Remembering PT-109
A carved walking stick evokes ship commander John F. Kennedy’s dramatic rescue at sea
John F. Kennedy—elected 50 years ago this month—may not have been the most photographed of America’s presidents, but, like Abraham Lincoln, the camera loved him. His enviable thatch of hair and wide smile, plus his chic wife and two adorable children, turned serious photojournalists into dazzled paparazzi.
One of the most compelling Kennedy portraits shows him as a young naval officer, leaning on a cane, his smile giving no indication that he was recovering from serious injuries incurred during a near-fatal ordeal at sea. The fellow officer who took that picture, Ted Robinson, recently donated a rare original print of the image—as well as the ironwood cane he lent the future president during his recovery in the Solomon Islands—to the National Museum of American History.
According to the official Navy report, written shortly after the event by Lt. j.g. Byron White (the future Supreme Court justice), 14 PT boats—three-engine wooden vessels armed with two .50-caliber machine guns and torpedoes—left their Rendova Island base at 6:30 p.m. on August 1, 1943, with the mission of intercepting Japanese ships in the Blackett Strait. The group divided into four squadrons, with PT-109 patrolling near Makuti Island.
One of the boat’s men, Ensign George Ross, was on lookout when, around 2:30 a.m., a Japanese destroyer suddenly loomed off the starboard bow, rammed the 109 and cut it in half. Spilled fuel ignited on the water, causing crews of the other PT boats to assume there had been no survivors. Two crew members were never seen again, but 11 who survived, all wearing life vests, managed to board what was left of PT-109. One had been badly burned and couldn’t swim. Lieutenant Kennedy, who had suffered a ruptured spinal disk in the collision, had swum and towed him to the boat.
By dawn, the men abandoned the sinking vessel. Kennedy decided that they should swim to a coral island—100 yards in diameter with six palm trees—three and a half miles away. Again, Kennedy, who had been on the Harvard swim team, towed his crewmate the whole way. The report states undramatically: “At 1400 [2 p.m.] Lt. Kennedy took the badly burned McMahon in tow and set out for land, intending to lead the way and scout the island.”

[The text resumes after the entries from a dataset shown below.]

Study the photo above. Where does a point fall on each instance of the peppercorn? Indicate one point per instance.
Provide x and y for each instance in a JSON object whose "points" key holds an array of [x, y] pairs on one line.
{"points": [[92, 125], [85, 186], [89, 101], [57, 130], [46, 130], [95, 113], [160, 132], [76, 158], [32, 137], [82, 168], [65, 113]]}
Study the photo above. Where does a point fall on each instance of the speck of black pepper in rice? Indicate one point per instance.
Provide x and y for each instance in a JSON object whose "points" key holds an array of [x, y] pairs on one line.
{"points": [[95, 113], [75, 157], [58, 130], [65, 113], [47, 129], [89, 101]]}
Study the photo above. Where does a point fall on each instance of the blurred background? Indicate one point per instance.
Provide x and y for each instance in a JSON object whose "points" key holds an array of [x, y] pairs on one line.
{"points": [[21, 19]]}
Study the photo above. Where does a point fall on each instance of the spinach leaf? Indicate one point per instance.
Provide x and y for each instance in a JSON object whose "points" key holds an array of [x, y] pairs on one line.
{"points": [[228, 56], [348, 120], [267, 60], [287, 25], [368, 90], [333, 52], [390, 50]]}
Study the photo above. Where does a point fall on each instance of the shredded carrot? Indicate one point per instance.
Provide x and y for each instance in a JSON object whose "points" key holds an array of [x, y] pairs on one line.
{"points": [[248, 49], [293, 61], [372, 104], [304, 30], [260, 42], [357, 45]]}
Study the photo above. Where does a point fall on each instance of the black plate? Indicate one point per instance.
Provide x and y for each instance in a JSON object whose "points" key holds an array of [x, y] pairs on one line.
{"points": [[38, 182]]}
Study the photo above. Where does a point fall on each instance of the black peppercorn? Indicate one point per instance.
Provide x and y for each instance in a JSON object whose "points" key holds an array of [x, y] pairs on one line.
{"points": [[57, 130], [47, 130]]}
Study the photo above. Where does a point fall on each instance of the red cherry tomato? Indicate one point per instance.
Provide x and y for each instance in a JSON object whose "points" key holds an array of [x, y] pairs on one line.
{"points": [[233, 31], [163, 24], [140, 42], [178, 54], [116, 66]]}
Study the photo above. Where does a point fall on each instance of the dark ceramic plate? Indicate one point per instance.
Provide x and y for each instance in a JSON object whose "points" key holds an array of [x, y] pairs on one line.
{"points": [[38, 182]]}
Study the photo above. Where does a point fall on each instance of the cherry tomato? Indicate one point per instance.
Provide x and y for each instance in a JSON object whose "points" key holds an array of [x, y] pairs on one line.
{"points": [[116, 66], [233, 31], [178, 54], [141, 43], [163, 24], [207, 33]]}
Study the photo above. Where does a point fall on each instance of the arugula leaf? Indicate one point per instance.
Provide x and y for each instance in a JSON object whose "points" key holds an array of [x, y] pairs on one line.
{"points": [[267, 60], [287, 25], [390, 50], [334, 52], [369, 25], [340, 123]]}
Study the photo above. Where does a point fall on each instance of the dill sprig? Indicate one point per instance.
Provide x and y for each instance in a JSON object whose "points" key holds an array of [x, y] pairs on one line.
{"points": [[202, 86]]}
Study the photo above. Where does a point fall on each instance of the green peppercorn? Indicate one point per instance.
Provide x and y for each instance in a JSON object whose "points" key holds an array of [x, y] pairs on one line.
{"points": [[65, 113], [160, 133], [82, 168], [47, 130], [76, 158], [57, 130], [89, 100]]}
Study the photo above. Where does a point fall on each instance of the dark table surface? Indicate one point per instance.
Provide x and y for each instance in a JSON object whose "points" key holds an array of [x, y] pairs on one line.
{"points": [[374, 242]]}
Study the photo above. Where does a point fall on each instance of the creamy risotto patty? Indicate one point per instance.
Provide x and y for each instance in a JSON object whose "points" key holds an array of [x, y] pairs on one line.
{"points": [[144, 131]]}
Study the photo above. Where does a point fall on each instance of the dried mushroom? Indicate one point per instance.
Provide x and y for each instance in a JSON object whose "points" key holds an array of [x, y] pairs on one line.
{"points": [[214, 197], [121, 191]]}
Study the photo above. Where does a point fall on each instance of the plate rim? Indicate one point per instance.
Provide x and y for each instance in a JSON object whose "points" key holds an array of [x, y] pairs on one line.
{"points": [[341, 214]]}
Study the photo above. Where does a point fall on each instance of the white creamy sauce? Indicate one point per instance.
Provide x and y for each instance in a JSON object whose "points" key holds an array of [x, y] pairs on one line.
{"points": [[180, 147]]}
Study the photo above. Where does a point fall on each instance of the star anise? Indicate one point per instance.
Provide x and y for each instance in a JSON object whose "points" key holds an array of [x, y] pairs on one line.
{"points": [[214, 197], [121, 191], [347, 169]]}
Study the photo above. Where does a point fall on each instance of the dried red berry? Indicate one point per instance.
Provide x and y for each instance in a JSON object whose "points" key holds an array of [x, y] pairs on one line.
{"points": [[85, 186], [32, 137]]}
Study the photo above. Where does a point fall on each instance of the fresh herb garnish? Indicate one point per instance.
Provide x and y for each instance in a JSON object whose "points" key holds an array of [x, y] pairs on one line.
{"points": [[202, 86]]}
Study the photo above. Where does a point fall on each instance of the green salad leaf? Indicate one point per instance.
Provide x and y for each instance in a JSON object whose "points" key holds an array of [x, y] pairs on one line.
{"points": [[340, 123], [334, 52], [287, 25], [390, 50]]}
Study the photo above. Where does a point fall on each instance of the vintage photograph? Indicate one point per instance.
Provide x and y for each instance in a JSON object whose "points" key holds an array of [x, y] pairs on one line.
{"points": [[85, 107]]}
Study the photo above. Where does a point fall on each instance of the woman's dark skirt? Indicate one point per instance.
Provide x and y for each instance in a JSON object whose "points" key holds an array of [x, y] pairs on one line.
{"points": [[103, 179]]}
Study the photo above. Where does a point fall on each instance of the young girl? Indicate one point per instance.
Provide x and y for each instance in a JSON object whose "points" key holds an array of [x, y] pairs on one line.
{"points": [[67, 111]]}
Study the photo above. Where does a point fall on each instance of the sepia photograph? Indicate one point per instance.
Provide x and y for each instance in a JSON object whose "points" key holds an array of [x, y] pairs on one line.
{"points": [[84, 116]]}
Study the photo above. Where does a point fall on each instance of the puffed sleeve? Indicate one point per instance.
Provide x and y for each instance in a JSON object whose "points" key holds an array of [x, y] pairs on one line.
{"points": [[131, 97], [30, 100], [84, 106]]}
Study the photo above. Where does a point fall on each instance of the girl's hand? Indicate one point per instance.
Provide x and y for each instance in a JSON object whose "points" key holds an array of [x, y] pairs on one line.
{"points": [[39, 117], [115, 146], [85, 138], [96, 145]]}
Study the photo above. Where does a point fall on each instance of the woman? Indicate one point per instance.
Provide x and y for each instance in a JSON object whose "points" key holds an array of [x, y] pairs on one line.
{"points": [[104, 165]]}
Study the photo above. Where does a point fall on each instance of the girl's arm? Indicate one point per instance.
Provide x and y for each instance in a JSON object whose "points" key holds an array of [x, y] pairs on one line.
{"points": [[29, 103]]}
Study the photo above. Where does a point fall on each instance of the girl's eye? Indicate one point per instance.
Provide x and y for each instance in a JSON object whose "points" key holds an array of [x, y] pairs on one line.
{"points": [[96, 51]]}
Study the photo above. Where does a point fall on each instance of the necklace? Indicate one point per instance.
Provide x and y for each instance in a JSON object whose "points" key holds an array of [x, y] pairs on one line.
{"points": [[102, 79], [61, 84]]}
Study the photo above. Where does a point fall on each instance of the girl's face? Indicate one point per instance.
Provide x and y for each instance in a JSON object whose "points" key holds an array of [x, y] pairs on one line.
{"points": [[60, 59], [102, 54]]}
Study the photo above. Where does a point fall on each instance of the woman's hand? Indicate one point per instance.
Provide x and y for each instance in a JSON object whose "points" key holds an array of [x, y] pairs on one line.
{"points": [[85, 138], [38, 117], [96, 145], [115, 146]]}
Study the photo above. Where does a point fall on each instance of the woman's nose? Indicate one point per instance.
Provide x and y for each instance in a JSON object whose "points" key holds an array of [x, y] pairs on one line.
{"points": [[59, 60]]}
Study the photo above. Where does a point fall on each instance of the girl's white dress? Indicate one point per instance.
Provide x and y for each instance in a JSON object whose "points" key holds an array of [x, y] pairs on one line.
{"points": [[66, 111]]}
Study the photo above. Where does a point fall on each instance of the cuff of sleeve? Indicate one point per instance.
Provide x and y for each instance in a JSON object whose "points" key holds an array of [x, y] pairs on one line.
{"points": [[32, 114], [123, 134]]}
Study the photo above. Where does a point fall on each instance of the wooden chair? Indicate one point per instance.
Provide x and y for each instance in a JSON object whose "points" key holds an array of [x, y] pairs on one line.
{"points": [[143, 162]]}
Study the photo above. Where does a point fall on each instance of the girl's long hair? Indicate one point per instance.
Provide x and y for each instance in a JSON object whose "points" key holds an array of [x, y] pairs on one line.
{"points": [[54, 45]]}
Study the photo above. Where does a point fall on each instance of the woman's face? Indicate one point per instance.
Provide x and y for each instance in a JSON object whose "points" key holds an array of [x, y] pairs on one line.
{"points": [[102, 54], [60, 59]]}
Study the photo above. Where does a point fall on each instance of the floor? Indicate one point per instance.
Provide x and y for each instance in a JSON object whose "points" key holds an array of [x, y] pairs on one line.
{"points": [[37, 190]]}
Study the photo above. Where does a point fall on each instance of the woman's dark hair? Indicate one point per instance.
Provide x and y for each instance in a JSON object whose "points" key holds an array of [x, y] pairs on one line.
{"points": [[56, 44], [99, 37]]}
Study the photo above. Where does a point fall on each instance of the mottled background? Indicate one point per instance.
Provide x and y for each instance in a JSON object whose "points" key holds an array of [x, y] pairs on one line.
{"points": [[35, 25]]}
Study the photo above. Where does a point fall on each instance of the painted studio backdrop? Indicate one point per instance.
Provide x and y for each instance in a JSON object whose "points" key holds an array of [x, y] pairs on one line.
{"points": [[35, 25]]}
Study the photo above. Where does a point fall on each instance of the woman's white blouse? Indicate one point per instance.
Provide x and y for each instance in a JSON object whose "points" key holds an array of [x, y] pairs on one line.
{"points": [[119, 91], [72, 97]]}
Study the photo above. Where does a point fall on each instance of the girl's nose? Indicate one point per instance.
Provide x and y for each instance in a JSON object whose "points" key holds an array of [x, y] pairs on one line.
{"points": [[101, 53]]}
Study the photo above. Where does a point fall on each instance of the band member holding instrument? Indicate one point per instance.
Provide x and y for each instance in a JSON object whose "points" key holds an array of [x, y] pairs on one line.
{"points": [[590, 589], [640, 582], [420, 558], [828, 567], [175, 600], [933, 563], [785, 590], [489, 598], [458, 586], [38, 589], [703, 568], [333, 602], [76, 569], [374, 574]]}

For the next two nights, Kennedy—sometimes with Ross, sometimes alone—swam from the island into the strait with a waterproof flashlight, hoping to intercept a U.S. torpedo boat. Battling injuries, exhaustion and strong currents, he saw no patrols. On August 5, Kennedy and Ross swam to a neighboring island and found a canoe, a box of Japanese rice crackers and fresh water. They also saw two islanders paddling away in a canoe. When they returned to the island where the crew waited, they discovered that the two natives had landed and were gathering coconuts for the crew. On display at the Kennedy Library in Boston is the coconut shell on which Kennedy scratched a message: “Nauru Isl commander / native knows posit / he can pilot / 11 alive need small boat / Kennedy.”
Kennedy asked the islanders to take the coconut to the base at Rendova. The next day, eight natives appeared on Kennedy’s island with a message from an Australian coast watcher—a lookout posted on another island—to whom they’d shown the coconut. The islanders took Kennedy by canoe to the scout, Reginald Evans, who radioed Rendova. Again, in the measured words of Byron White: “There it was arranged that PT boats would rendezvous with [Kennedy] in Ferguson Passage that evening at 2230 [10:30]. Accordingly, he was taken to the rendezvous point and finally managed to make contact with the PTs at 2315 [11:15]. He climbed aboard the PT and directed it to the rest of the survivors.” The boat Kennedy climbed aboard was PT-157: Ensign Ted Robinson was in the crew.
Robinson, now 91 and living in Sacramento, California, recalls that he and Kennedy were later tentmates in the Solomons. “His feet were still in bad shape,” Robinson says. “So I loaned him a cane I’d received from a village chief and took his picture.”
Not long after, Robinson adds, Marines were trapped during a raid on Japanese-held Choiseul Island. “They landed on the enemy island in the middle of the night,” he says. “Their commanding officer radioed the next morning that he and his men were surrounded and heavily engaged. The CO who received the message said he’d get them out after dark.” According to Robinson, the Marine responded, “If you can’t come before then, don’t bother coming.”
The CO asked for a volunteer to make a daylight dash to save the Marines. “I wasn’t there,” Robinson told me, “but if I’d been, I’d have hidden behind the biggest palm tree I could find.” But Kennedy volunteered. “With a full load of fuel that would get him there and halfway back to where he could be towed home,” Robinson says, “he took off and got the Marines out.”
Owen Edwards is a freelance writer and author of the book Elegant Solutions.